How Companies Pay Shareholders: Total Shareholder Payout A Better Approach?

Posted by Vident Financial on 3/30/21 10:00 AM

Is there a metric or series of metrics which captures the best of what we learn from looking at the buybacks factor, but avoids some of its shortcomings?

Net Payout of Profits just might fit the bill. This metric looks at the percent of profit which is distributed versus the percent of profit which is kept. Don’t misunderstand – I’m not referring to money reinvested – I’m referring to profit after reinvestment. Companies can distribute profit, or “save” it. A Net Profit Payout of 100% means the company “gave” (but remember, it’s not a giveaway, the shareholders bought the right to receive these distributions when they bought the shares) all of its profits to its owners that year.

The data look good. Using a method which divides the data into quintiles (fifths), the top (first) being the highest payout percentage and the bottom (fifth) being the lowest payout, we see that the top two tended to outperform the bottom two in the subsequent calendar year.

net payout of profits all cap-1

Source: FactSet, Vident, Bowyer Research

One of the things which also stands out about the payout ratio is that it works across all the size buckets we looked at: Mega, Large, Mid Cap, and Small Caps, which show overperformance of 2%, 2%, 1% and 7% (!) respectively. Throwing all those cap buckets into one All Cap bucket (everything above 1 billion dollars in valuation), we got a 1% overperformance in the subsequent year.
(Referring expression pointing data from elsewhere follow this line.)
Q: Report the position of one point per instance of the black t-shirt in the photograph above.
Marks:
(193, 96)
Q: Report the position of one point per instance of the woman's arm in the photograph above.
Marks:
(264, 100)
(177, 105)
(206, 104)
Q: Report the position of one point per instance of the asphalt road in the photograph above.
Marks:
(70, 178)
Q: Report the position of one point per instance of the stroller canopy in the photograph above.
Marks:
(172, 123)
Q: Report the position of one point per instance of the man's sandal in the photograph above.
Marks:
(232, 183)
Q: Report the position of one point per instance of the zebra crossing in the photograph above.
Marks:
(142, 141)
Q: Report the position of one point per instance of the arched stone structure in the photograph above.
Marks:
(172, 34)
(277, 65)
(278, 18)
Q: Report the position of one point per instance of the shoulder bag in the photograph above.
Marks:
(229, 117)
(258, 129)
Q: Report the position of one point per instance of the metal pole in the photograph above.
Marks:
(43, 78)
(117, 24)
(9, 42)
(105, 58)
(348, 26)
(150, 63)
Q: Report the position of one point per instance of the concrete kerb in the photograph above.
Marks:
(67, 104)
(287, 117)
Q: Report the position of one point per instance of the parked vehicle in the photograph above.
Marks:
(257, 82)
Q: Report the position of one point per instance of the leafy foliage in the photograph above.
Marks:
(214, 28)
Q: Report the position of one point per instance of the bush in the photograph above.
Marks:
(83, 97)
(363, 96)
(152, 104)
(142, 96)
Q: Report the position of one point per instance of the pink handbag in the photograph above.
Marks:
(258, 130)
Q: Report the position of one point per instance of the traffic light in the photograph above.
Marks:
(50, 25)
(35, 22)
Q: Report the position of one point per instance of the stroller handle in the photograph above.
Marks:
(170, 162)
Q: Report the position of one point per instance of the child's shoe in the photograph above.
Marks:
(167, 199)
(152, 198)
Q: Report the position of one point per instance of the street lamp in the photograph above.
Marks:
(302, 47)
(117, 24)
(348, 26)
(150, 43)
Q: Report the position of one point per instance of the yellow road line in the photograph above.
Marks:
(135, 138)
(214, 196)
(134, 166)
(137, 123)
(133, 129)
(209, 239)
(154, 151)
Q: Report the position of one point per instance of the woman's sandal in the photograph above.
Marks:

net profit payout overunder 1 yr subsequent return-1

Source: FactSet, Vident, Bowyer Research

Historically, this factor positively correlated with subsequent annual performance 80% of the time in the data we looked at.

There are various reasons why this might be the case, but the one that comes to mind most easily is a point made by Warren Buffett who looks for what he calls an “owner orientation” in the companies in which he invests. Human nature is such that CEOs might fall into the temptation of empire building with someone else’s money. But a company which pays out a large share of its earnings is showing that it probably does not have an empire building tendency, otherwise the money would be hoarded. On the other hand, as Alex Edmans has argued in his book Grow the Pie, companies should not always distribute cash – there may be good reasons to reinvest, but only when there are good reasons to reinvest, is it in the investors interest that the company keep the money. When the company no longer has high impact investments to make inside, it should give the money back to the investors so they can redeploy it where it can have a high impact. Distributing the income puts that decision in the investors’ hands. After all, if the payout is in the form of a buyback, investors don’t have to accept the offer, they can keep the stock, and if the payout comes in the form of a dividend, the investor is perfectly able to take their dividend and turn around and buy more shares.

Performance quoted represents past performance, which is no guarantee of future results.